ミートボールを食べ終わった陽毬は物足りなさそうに顔をあげた。
「もうちょっと、なんかないの」
「なんかって何」
「あーんしなさいよって事よ!さっさとやりなさい!」
命令形なんだけど、ねだってること普通に可愛くて困るよな。
俺は自分の弁当箱から卵焼きを箸で摘んで、陽毬に食わせてやった。
「……ありがと」
上目遣い。大変あざとい。よい。
彼女は俺の卵焼きをもぐもぐとしながら、ちっちゃい体を俺の膝の上に収めているので多分居心地は悪くないのだろう。ふわふわのポニーテールが風に揺れている。
暴言も激しいし愛も激しい幼馴染だが、別にそれでもいいじゃないかと思ったりする。
相手が自分を好きで、自分も相手を好きなら、それでいいじゃないか。
「あっ、そうだ、すかぽんたん」
「いきなり罵倒するなよ……、で、うん?」
「明日はデートよ。五分一緒にいられなかった分を、五時間一緒にいて取り返すわよ」
「お前時々激重いカノジョみたいになるよな」
「うるさい、うるさーーい!」
「膝の上で暴れるなって」
陽毬はこてんと俺の肩に頭をくっつけて上向いてくる。昔は陽毬の方が背が高かったのになあ、いつの間にこんなに小さくなって。
いや、俺がでかいだけだけど。
「いい?とにかく、一分でも遅れたらあたしの家のリムジンが迎えにいくからね。

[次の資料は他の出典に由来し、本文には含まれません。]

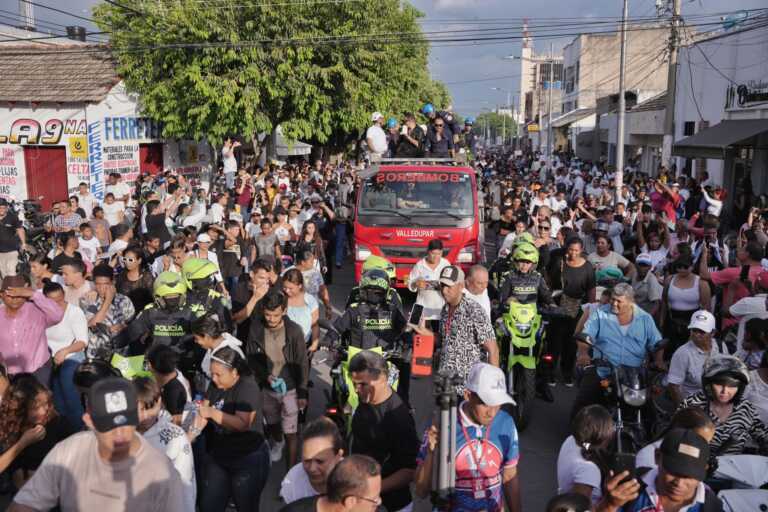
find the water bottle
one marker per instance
(189, 412)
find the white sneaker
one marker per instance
(276, 450)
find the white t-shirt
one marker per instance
(76, 478)
(171, 440)
(378, 139)
(73, 327)
(612, 259)
(89, 248)
(757, 393)
(573, 468)
(296, 486)
(687, 365)
(229, 160)
(112, 212)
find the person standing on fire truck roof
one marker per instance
(424, 280)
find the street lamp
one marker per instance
(551, 62)
(504, 116)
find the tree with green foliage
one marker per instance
(494, 125)
(317, 69)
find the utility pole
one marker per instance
(669, 112)
(549, 109)
(622, 105)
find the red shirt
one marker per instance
(661, 201)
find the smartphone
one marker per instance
(416, 311)
(624, 462)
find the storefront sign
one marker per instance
(95, 161)
(753, 93)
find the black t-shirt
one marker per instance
(578, 280)
(32, 456)
(308, 504)
(62, 259)
(244, 396)
(156, 227)
(9, 240)
(387, 433)
(174, 396)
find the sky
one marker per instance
(471, 71)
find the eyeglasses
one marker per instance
(377, 501)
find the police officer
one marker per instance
(374, 322)
(166, 321)
(378, 262)
(199, 277)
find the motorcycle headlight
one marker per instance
(633, 397)
(524, 329)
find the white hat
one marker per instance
(488, 382)
(702, 320)
(644, 259)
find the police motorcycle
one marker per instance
(521, 332)
(626, 392)
(370, 324)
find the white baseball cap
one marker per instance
(488, 382)
(702, 320)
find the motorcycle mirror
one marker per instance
(584, 338)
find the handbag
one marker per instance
(571, 307)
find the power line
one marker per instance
(125, 7)
(358, 39)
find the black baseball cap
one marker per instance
(435, 244)
(685, 453)
(112, 403)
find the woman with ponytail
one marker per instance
(583, 460)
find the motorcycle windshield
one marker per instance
(633, 378)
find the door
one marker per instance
(151, 158)
(46, 174)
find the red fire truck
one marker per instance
(402, 205)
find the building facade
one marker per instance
(721, 108)
(67, 119)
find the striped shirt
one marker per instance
(731, 435)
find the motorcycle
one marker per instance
(342, 398)
(520, 335)
(627, 392)
(742, 481)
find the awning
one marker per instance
(571, 117)
(296, 148)
(713, 142)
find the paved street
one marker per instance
(539, 443)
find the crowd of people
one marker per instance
(222, 296)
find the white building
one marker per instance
(65, 118)
(721, 107)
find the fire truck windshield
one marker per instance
(418, 193)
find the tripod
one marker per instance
(444, 472)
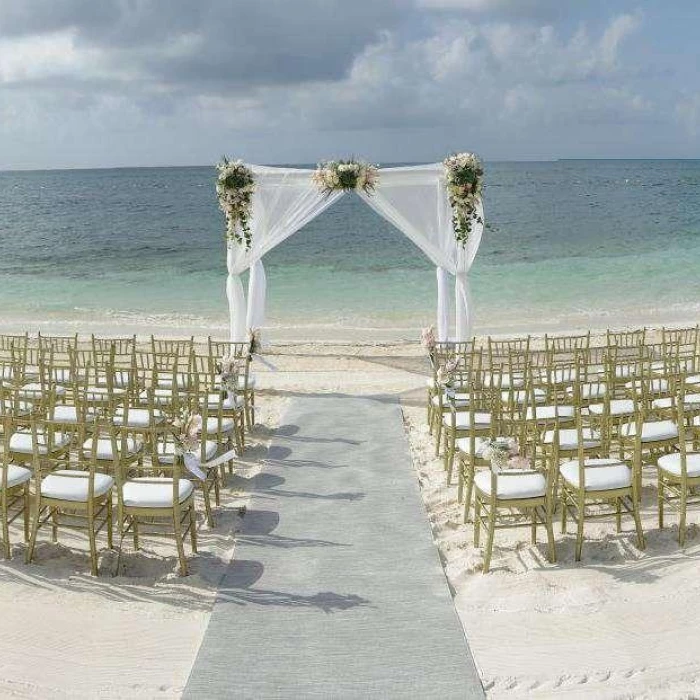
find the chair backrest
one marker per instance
(180, 347)
(625, 339)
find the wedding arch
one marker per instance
(437, 206)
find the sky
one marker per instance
(110, 83)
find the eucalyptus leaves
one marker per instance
(464, 173)
(234, 188)
(345, 175)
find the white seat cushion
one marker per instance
(104, 447)
(61, 374)
(507, 381)
(65, 414)
(137, 418)
(618, 407)
(568, 438)
(120, 378)
(7, 408)
(236, 402)
(550, 412)
(652, 431)
(182, 380)
(512, 484)
(251, 381)
(102, 393)
(21, 442)
(154, 492)
(669, 401)
(463, 420)
(595, 390)
(16, 475)
(73, 485)
(564, 375)
(227, 425)
(672, 463)
(657, 385)
(602, 474)
(166, 451)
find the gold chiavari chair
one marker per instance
(678, 472)
(14, 489)
(159, 501)
(225, 400)
(625, 339)
(71, 494)
(588, 484)
(565, 347)
(464, 420)
(181, 347)
(241, 353)
(440, 354)
(454, 365)
(508, 496)
(489, 414)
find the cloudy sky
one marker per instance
(92, 83)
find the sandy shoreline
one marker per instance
(620, 624)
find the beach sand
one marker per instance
(622, 623)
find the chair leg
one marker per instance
(641, 544)
(579, 530)
(193, 529)
(32, 540)
(489, 538)
(438, 436)
(54, 525)
(93, 544)
(110, 525)
(682, 514)
(551, 549)
(477, 520)
(180, 544)
(6, 533)
(27, 512)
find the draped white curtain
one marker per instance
(285, 199)
(412, 198)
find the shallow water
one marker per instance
(568, 244)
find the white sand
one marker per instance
(620, 624)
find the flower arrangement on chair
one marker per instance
(346, 175)
(427, 339)
(445, 373)
(502, 452)
(188, 432)
(234, 188)
(464, 172)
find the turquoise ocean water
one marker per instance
(569, 244)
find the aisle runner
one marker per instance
(336, 590)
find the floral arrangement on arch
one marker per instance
(464, 173)
(346, 175)
(188, 435)
(235, 185)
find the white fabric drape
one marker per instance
(257, 291)
(285, 199)
(414, 199)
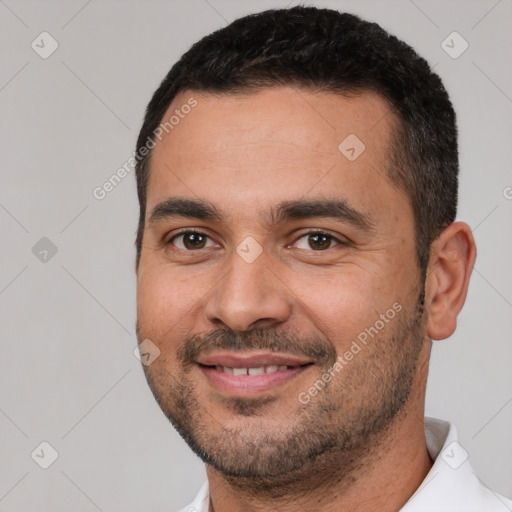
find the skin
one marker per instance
(246, 153)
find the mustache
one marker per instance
(318, 350)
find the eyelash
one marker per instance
(312, 232)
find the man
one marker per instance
(296, 256)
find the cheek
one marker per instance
(346, 302)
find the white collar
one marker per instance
(450, 486)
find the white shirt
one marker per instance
(450, 486)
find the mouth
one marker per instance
(250, 373)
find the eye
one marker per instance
(319, 241)
(191, 240)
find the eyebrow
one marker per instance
(337, 209)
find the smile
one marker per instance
(250, 373)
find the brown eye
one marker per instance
(318, 241)
(191, 240)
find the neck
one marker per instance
(383, 479)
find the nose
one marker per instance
(250, 295)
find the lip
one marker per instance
(251, 358)
(250, 385)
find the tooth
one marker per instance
(256, 371)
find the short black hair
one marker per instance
(325, 50)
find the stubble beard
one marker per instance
(322, 442)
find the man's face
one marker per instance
(323, 310)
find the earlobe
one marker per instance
(452, 258)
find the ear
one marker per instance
(452, 256)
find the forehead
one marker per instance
(278, 143)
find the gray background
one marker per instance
(68, 374)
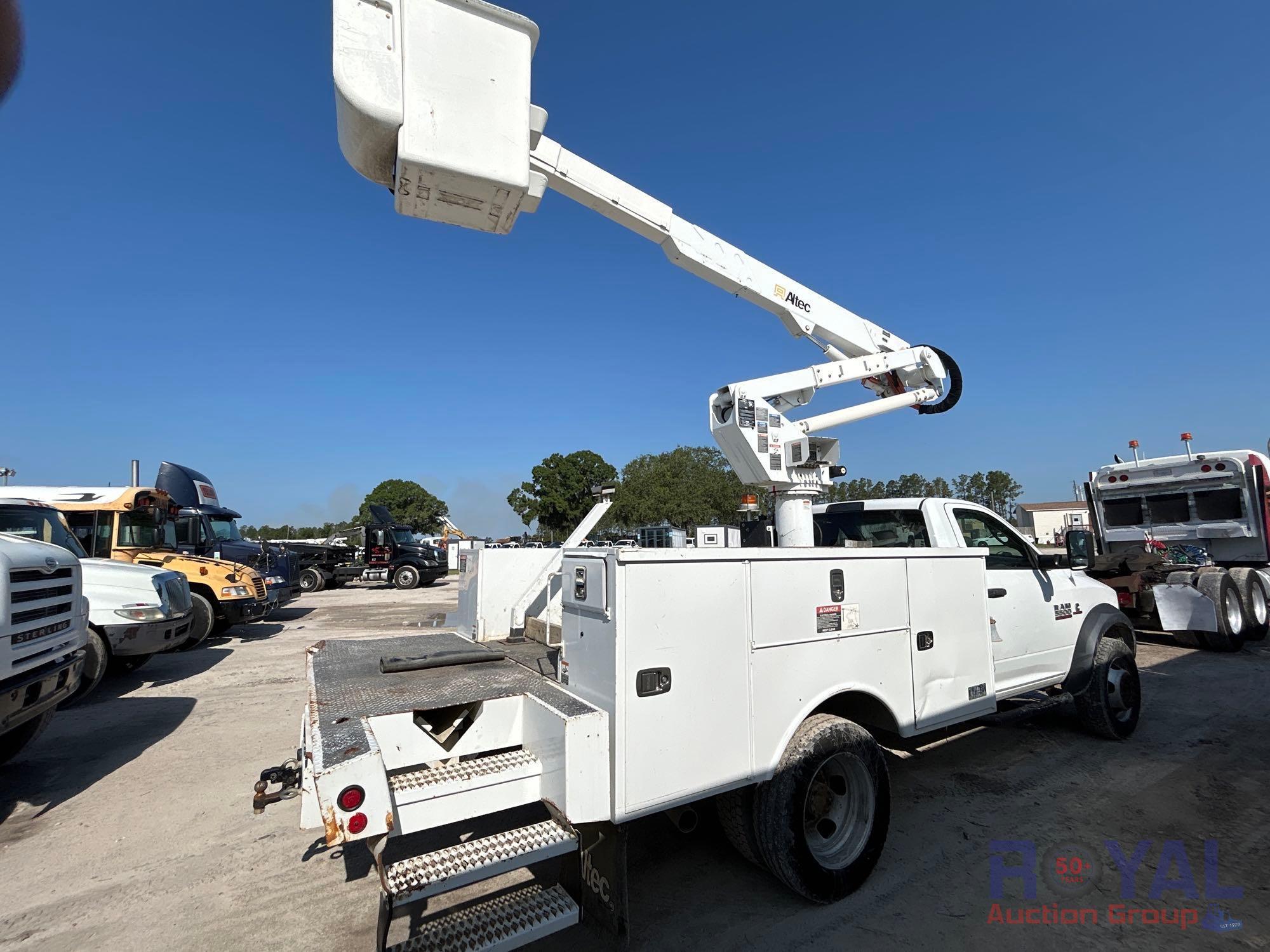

あっ、明日がだめなら予定が空いてる時を教えてくれればその日がデートよ、いいわね!」
お嬢様、突然家のリムジンを持ち出さないでほしい。
しかし、ぱっと太陽みたいに笑って、にっと八重歯を見せる陽毬は普通にかわいい。
俺はちょっと笑って、陽毬の頭を撫でてやる。
流行してるので幼馴染系ざまあを……って筆を取ったけどそういう才能がなかった。特にすれ違わないし普通に両思いです、ハッピー!多分このあと普通にデートしたり、いちゃいちゃして結婚するんじゃないですかね。気が向いたら連載にする……かもしれませんが、現代恋愛書いたことがないので拙かったら申し訳ないです!書く前から謝っておくスタイル。
ここまでお読みいただきありがとうございました!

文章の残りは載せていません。